Automation offers one-click automations for simplifying complex tasks such as creating golden Amazon Machines Images (AMIs), and recovering unreachable EC2 instances. Here are some examples:

  • Use the AWS-UpdateLinuxAmi and AWS-UpdateWindowsAmi documents to create golden AMIs from a source AMI. You can run custom scripts before and after updates are applied. You can also include or exclude specific packages from being installed. For examples of how to run these workflows, see Automation walkthroughs.

  • Use the AWSSupport-ExecuteEC2Rescue document to recover impaired instances. An instance can become unreachable for a variety of reasons, including network misconfigurations, RDP issues, or firewall settings. Troubleshooting and regaining access to the instance previously required dozens of manual steps before you could regain access. The AWSSupport-ExecuteEC2Rescue document lets you regain access by specifying an instance ID and clicking a button. For an example of how to run this workflow, see Walkthrough: Run the EC2Rescue tool on unreachable instances.

Enhance operations security

Using delegated administration, you can restrict or elevate user permissions for various types of tasks.

Delegated administration enables you to provide permissions for certain tasks on certain resource without having to give a user direct permission to access the resources. This improves your overall security profile. For example, assume that User1 doesn’t have permissions to restart EC2 instances, but you would like to authorize the user to do so. Instead of allowing User1 direct permissions, you can:

  • Create an IAM role with the permissions required to successfully stop and start EC2 instances.

  • Create an Automation document and embed the role in the document. (The easiest way to do this is to customize the AWS-RestartEC2Instance document and embed the role in the document instead of assigning an Automation service role [or assume role]).

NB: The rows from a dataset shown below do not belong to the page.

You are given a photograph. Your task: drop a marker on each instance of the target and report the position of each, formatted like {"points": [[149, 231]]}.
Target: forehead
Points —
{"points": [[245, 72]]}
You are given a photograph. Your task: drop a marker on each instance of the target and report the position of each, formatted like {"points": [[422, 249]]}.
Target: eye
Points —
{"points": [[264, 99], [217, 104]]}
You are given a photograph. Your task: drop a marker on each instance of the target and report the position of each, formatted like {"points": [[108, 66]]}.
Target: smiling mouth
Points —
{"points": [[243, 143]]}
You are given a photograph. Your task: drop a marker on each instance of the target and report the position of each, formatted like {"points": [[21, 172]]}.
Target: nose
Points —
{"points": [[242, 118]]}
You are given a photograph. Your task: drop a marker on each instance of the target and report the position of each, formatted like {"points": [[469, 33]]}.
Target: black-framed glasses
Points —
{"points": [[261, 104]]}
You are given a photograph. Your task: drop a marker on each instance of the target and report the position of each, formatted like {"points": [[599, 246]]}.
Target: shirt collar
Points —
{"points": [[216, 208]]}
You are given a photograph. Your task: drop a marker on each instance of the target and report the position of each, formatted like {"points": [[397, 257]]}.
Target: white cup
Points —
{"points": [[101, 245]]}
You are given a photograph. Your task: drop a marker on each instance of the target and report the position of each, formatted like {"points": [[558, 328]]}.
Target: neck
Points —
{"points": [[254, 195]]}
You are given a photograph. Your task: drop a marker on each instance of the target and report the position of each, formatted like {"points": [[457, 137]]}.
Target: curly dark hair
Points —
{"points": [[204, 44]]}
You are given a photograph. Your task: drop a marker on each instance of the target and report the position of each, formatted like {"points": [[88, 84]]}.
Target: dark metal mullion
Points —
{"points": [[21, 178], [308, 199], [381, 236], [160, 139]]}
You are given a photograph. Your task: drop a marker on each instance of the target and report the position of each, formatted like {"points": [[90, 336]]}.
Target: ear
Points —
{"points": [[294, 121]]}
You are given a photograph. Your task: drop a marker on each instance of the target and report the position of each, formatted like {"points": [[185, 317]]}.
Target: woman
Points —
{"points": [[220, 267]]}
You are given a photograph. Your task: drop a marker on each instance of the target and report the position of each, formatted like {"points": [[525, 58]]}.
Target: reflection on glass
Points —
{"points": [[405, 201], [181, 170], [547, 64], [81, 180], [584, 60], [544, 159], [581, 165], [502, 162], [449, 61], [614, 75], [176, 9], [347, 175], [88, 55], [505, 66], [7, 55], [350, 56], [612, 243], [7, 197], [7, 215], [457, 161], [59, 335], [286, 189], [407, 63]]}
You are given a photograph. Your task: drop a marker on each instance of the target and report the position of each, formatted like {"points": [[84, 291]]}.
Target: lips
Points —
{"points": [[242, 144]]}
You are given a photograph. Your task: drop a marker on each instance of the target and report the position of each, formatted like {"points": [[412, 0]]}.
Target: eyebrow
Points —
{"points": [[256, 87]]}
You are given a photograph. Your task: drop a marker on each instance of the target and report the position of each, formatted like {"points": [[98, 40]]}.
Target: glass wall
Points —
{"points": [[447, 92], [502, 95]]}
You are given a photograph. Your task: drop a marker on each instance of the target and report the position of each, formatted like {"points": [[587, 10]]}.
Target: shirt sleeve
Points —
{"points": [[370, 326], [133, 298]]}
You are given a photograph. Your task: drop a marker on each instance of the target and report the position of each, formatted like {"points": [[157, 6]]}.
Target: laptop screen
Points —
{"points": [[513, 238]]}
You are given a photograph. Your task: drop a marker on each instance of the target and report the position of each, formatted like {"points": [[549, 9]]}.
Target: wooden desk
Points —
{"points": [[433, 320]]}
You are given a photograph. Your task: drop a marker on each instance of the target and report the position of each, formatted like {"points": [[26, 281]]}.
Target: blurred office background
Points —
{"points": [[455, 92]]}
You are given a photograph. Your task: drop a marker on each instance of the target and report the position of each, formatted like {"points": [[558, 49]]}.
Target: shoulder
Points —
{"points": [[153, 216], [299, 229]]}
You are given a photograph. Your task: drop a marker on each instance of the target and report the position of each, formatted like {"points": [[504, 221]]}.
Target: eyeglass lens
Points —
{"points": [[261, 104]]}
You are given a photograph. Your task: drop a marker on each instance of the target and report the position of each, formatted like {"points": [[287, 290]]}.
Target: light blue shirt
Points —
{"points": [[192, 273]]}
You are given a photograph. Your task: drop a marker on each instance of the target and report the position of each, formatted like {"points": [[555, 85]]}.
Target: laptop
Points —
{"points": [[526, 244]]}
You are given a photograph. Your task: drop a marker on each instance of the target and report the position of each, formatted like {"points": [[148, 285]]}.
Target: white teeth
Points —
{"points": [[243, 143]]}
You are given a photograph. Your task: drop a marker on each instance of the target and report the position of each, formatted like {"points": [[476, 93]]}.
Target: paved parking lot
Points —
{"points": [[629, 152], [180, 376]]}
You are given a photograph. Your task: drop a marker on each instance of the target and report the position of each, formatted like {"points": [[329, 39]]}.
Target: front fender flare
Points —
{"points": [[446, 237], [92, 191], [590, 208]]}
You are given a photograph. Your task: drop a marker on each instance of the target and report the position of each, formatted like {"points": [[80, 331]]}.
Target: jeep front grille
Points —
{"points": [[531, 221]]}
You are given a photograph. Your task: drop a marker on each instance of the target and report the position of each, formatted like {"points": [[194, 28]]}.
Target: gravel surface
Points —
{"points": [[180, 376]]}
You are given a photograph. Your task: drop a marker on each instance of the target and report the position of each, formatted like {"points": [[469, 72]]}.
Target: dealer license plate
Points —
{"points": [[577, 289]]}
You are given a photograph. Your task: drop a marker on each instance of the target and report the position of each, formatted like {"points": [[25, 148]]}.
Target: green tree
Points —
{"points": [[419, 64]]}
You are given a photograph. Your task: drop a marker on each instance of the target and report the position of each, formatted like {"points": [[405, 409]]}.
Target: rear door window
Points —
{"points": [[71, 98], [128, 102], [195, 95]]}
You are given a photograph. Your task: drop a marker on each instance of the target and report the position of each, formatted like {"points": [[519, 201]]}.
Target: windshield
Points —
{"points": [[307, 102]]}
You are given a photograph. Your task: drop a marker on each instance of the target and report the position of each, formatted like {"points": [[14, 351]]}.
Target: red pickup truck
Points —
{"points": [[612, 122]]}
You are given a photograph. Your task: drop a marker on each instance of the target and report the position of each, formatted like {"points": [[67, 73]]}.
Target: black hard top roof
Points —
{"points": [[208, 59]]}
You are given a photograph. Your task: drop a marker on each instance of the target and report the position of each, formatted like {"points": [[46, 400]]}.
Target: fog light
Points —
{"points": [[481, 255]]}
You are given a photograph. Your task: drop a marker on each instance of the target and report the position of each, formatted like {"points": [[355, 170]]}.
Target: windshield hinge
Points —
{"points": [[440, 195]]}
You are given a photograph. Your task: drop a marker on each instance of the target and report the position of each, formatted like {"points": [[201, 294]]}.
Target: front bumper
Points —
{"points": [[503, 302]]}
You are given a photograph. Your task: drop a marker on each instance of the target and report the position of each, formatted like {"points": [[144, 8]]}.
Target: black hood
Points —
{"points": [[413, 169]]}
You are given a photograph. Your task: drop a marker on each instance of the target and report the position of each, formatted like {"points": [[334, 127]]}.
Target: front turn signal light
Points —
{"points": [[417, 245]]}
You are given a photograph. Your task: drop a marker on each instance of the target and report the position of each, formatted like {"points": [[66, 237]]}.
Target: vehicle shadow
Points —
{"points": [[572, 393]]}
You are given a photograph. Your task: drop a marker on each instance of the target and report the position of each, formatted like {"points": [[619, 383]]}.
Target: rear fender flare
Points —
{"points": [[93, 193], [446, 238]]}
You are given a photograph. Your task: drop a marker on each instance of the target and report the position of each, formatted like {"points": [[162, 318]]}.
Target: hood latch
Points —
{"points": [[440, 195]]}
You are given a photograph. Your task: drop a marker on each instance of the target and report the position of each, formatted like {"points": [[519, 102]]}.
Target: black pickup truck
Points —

  • Modify IAM permissions for User1 and allow the user permission to run the document.

For an example of how to delegate access to an Automation workflow, see Running an automation by using delegated administration.

Share best practices

Automation lets you share best practices with rest of your organization.

You can create best practices for resource management in Automation documents and easily share the documents across AWS Regions and groups. You can also constrain the allowed values for the parameters the document accepts.

Amazon EventBridge support

This Systems Manager capability is supported as a target type in EventBridge rules. For information, see Monitoring Systems Manager events with Amazon EventBridge and Reference: Amazon EventBridge event patterns and types for Systems Manager.